If you are looking for a pure gaming video card, the new NVIDIA Quadro Pro GP100 is not it. However, if you are aiming for a graphic card aimed at virtual reality, content creation, simulation, and engineering applications, then read on.

The NVIDIA Quadro Pro GP 100 is capable of handling up to 5K displays at 60Hz, and it shares many features of the NVIDIA Tesla P100. In addition, the GPU also provides super fast NVLink to Windows PC's and workstations, according to PC World.

NVIDIA's GPU production has changed quite a bit since Kepler and Maxwell. It is now becoming a norm that the company's biggest GPU's to not pull triple-duty for consumer, workstations, and servers. The result is graphic card bringing Big Pascal to life in the NVIDIA Quadro Pro GP100, packed into the trademarked blower-style shroud, and with a standard PCIe interface.

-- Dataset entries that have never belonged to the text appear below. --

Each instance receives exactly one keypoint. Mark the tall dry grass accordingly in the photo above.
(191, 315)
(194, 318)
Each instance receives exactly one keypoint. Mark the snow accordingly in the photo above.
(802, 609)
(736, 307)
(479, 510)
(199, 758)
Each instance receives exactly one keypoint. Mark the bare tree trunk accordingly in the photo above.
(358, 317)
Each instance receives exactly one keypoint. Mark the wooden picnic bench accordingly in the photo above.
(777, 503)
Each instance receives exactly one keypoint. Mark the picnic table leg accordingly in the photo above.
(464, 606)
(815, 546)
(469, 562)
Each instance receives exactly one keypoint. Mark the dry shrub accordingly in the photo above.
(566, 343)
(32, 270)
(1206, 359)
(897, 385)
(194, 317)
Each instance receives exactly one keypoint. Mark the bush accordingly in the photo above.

NVIDIA claims the Quadro GP100 transforms the average desktop workstation with the power of a supercomputer, according to Digital Trends. Accordingly, the GPU will allow engineers, designers, researchers, and artists to:

  • Unify simulation, HPC, rendering and design with 16GB of high-bandwidth memory (HBM2), making simulations faster than before. Combining two GP100's with NVLink and scale 32GB of HBM2, creating a visual computing solution in one workstation.
  • Explore deep learning with more than 20 TFLOPS of 16-bit floating-point precision computing for Windows and Linux environments.
  • Incorporate VR into design and simulation workflows - the NVIDIA Quadro GP100 is VR Ready and have the power to create detailed, lifelike, and immersive environments. Pascal-based, it can render photorealistic images more than 18 times faster than a conventional CPU.
  • Allows users to visualize data in high resolution and HDR color on up to four 5K displays, creating expansive visual workspaces.

The GP100, along with Pascal-based P4000, P2000, P1000, P600, and P400 is touted to replace Kepler and Maxwell architecture cards. The new range of Quadro GPU's will be available to distribution partners and workstation manufacturers beginning March.

No price points are available at this time, sufficing to say, it will not come cheap. Companies set to use the new component are HP, Dell, Fujitsu, and Lenovo, according to NVIDIA.